At the Club Demonio, Gilbey’s big-breasted whore was sitting at the bar, staring into her drink. Mingolla pushed through the dancers, through heat and noise and veils of lavender smoke. When he walked up to her, the whore put on a professional smile and made a grab for his crotch. He fended her off and asked if she’d seen Gilbey. She looked befuddled at first, but then the light dawned. ‘Meen-golla?’ she said, and when he nodded, she fumbled in her purse and pulled out a folded paper. ‘Ees frawm Geel-bee. Forr me, five dol-larrs.’
He handed her the money and took the paper. It proved to be a Christian pamphlet with a pen-and-ink sketch of a rail-thin, aggrieved-looking Jesus on the front, and beneath the sketch, a tract whose opening line read, The last days are in season.’ He turned it over and found a handwritten note on the back. The note was pure Gilbey. No explanation, no sentiment. Just the basics:
I’m gone to Panama. You want to make that trip, check out a man in Livingston named Ruy Barros. He’ll fix you up. Maybe I’ll see you.
G.
Mingolla had believed that his confusion had peaked, but the fact of Gilbey’s desertion wouldn’t fit inside his head, and when he tried to make it fit, the rank and file of his thoughts was thrown into disarray. It wasn’t that he didn’t understand what had
happened. He understood perfectly; in fact, he might have predicted it. Like a crafty rat who had seen his hole blocked by a trap, Gilbey had simply chewed a new hole and vanished into the woodwork. The thing that confused Mingolla was his total lack of reference. He and Gilbey and Baylor had triangulated reality, located one another within a coherent map of duties and places and events. Now that they both were gone, he felt utterly bewildered. Outside the club, he let the crowds push him along. Stared at the neon animals atop the bars. Giant blue rooster; golden turtle; green bull with fiery eyes. Great identities regarding his aimless course with dispassion. Bleeds of color washed from the signs, staining the air to a garish paleness, giving everyone a mealy complexion. Amazing, Mingolla thought, that you could breathe such grainy discolored stuff, that it didn’t start you choking. It was all amazing, all nonsensical. Everything he saw struck him as unique and unfathomable, even the most commonplace of sights. He found himself staring at people – whores, street kids, an MP who was patting the fender of his jeep as if it were his big olive-drab pet – and trying to figure out what they were really doing, what special significance their actions held for him, what clues they presented that might help him unravel the snarl of his own existence.
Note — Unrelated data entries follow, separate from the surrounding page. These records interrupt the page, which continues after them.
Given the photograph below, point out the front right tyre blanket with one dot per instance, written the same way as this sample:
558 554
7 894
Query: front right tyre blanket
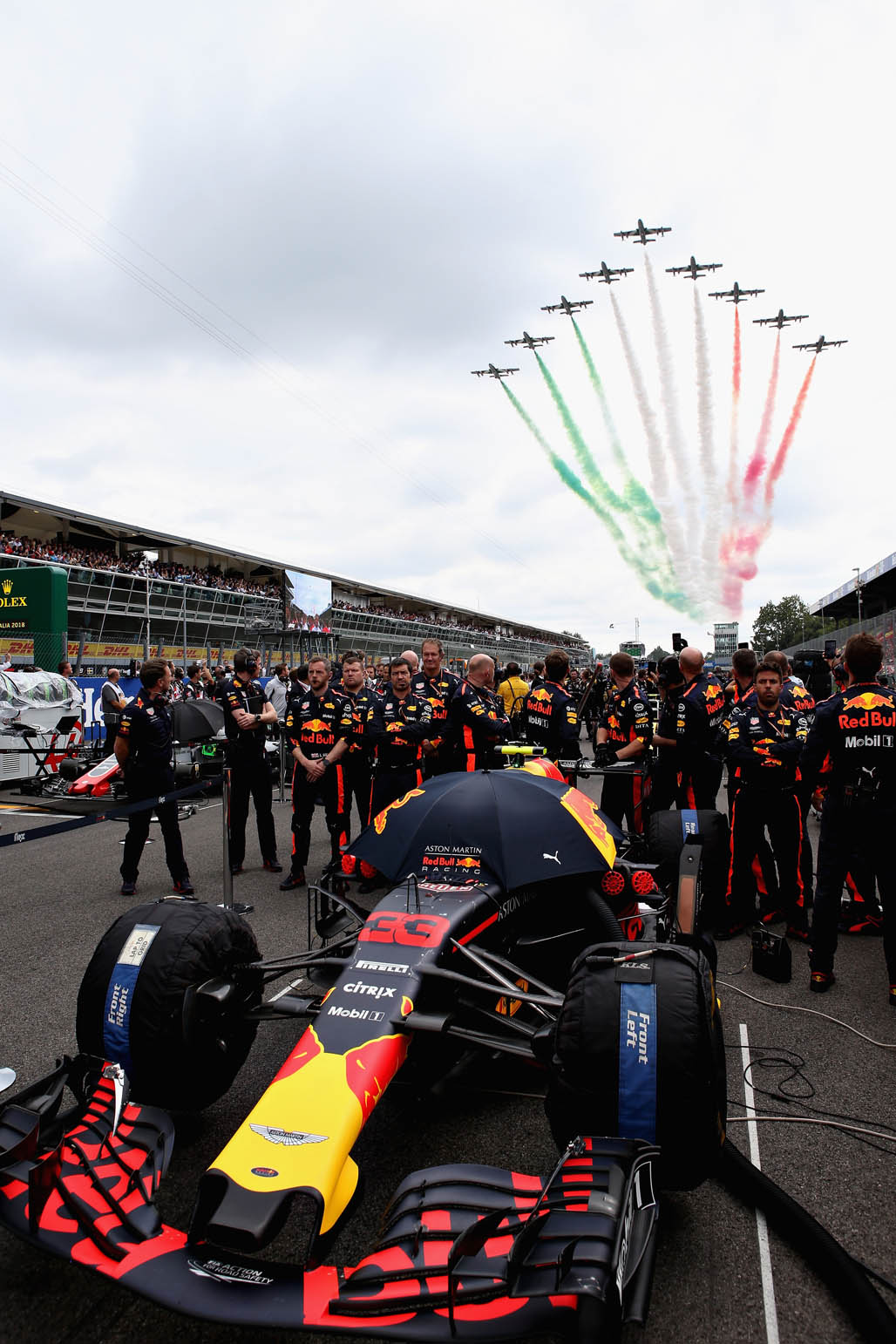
137 1003
640 1054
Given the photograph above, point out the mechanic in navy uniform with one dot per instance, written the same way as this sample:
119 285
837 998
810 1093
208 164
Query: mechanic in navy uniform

At last, realizing that he needed peace and quiet, he set out toward the airbase, intending to find an empty bunk in some barracks. But when he reached the cutoff that led to the unfinished bridge, he turned down it, deciding that he wasn’t ready to deal with sentries and duty officers. Dense thickets abuzz with crickets narrowed the cutoff to a path, and at its end stood a line of sawhorses. He climbed over them and soon was mounting a sharply inclined curve that appeared to lead to a point not far below the oblate silvery moon.